The first nested PCR was performed with the CDS III/3′ PCR Primer and tca aag ggc cgt gtg cat gat atc aaa ttc for alpha tubulin and act ttg ttg aat gga tcc and gcc gag gcg gcc gac atg for beta tubulin. For the alpha tubulin of T. cuspidata, the PCR conditions were 94 °C for 2 min followed by 25 cycles of 98 °C for 10 s, 65 °C for 5 s, and 72 °C for 20 s. For the beta tubulin of T. cuspidata, the PCR conditions were 94 °C for 2 min followed by 25 cycles of 98 °C for 10 s, 60 °C for 30 s, and 72 °C for 20 s.

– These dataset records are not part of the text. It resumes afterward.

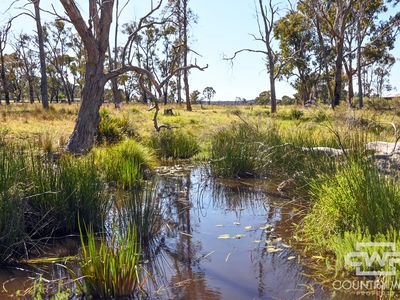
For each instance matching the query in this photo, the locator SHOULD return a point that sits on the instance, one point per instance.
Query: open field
(334, 195)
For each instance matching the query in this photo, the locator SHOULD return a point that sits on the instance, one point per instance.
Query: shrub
(355, 197)
(125, 163)
(296, 114)
(110, 265)
(40, 197)
(113, 129)
(174, 144)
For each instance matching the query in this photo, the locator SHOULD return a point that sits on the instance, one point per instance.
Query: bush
(112, 129)
(109, 265)
(355, 198)
(174, 144)
(296, 114)
(236, 150)
(40, 197)
(125, 163)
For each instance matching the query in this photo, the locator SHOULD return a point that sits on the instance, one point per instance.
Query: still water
(220, 239)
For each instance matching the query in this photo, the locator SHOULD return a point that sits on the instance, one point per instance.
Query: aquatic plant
(42, 198)
(110, 265)
(174, 144)
(113, 129)
(141, 209)
(125, 163)
(355, 197)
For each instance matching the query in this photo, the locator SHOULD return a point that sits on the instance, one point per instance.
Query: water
(222, 239)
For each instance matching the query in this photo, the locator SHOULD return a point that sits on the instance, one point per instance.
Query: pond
(221, 239)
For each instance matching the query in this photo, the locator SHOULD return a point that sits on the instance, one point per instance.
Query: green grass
(125, 163)
(113, 129)
(142, 209)
(174, 144)
(354, 198)
(42, 197)
(110, 265)
(245, 150)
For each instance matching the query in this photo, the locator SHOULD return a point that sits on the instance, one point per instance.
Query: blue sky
(223, 27)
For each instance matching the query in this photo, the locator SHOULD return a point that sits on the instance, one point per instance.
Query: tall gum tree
(95, 36)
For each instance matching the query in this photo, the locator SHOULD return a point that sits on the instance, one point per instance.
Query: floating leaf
(238, 236)
(266, 227)
(272, 249)
(224, 236)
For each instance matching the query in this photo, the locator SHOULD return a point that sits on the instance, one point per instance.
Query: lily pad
(239, 236)
(224, 236)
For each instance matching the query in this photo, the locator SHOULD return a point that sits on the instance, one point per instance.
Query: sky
(224, 26)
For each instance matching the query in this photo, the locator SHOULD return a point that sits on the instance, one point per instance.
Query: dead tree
(95, 36)
(3, 43)
(268, 13)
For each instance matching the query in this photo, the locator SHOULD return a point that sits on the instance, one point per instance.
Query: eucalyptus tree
(57, 37)
(24, 47)
(297, 42)
(4, 31)
(95, 36)
(267, 14)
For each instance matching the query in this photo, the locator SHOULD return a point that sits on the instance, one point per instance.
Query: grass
(125, 163)
(141, 209)
(110, 265)
(355, 197)
(41, 198)
(113, 129)
(174, 144)
(246, 150)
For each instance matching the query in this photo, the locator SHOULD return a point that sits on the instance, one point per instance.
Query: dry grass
(31, 122)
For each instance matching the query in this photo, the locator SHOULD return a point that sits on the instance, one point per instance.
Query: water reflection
(180, 217)
(201, 266)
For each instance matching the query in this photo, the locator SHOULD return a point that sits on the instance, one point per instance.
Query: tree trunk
(325, 61)
(179, 87)
(42, 57)
(86, 127)
(338, 73)
(272, 84)
(185, 55)
(116, 96)
(359, 67)
(4, 80)
(349, 72)
(31, 91)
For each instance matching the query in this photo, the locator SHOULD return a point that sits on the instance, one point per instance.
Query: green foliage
(40, 197)
(174, 144)
(110, 265)
(286, 100)
(141, 209)
(246, 151)
(125, 163)
(235, 150)
(296, 114)
(264, 98)
(113, 129)
(356, 197)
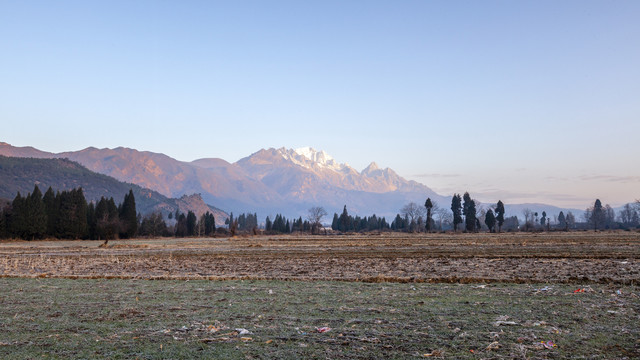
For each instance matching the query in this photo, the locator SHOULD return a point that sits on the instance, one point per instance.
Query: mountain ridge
(268, 181)
(21, 174)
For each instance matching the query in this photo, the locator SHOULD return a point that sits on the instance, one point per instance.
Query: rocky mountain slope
(21, 174)
(268, 181)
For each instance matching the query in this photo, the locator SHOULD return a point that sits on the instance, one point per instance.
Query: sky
(523, 101)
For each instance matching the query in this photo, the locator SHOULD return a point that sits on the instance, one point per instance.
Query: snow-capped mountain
(270, 181)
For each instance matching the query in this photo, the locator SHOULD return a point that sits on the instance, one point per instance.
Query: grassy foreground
(62, 318)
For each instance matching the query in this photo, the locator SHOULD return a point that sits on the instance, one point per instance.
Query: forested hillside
(21, 174)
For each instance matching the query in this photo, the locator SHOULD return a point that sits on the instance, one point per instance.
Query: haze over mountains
(21, 174)
(268, 181)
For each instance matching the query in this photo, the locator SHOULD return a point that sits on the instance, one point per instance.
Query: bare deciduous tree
(315, 216)
(412, 211)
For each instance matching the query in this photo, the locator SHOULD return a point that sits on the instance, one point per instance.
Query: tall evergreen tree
(490, 220)
(345, 221)
(36, 215)
(191, 223)
(597, 215)
(129, 216)
(429, 205)
(562, 221)
(456, 208)
(18, 222)
(469, 209)
(500, 214)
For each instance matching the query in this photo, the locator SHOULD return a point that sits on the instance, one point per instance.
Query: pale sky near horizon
(524, 101)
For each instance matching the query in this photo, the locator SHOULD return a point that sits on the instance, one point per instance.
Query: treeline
(67, 215)
(346, 222)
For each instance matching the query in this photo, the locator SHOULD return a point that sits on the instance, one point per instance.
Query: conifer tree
(429, 205)
(268, 226)
(500, 215)
(456, 207)
(469, 209)
(490, 220)
(129, 216)
(51, 208)
(191, 223)
(36, 215)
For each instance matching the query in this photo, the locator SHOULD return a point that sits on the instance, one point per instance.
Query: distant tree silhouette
(456, 208)
(428, 205)
(490, 220)
(129, 216)
(469, 210)
(500, 215)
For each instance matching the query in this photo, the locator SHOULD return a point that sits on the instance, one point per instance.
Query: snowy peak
(373, 167)
(313, 155)
(310, 158)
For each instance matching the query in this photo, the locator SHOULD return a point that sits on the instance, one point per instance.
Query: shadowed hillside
(21, 174)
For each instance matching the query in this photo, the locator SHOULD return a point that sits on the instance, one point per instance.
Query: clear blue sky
(527, 101)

The second nested PCR was performed with the CDS III/3′ PCR Primer and tca aag ggc cgt gtg cat gat atc aaa ttc for alpha tubulin and act ttg ttg aat gga tcc and gcc gag gcg gcc gac atg for beta tubulin. For the alpha tubulin of T. cuspidata, the PCR conditions were 94 °C for 2 min followed by 35 cycles of 98 °C for 10 s, 5 °C for 5 s, and 72 °C for 20 s. For the beta tubulin of T. cuspidata, the PCR conditions were 94 °C for 2 min followed by 25 cycles of 98 °C for 10 s, 60 °C for 30 s, and 72 °C for 20 s.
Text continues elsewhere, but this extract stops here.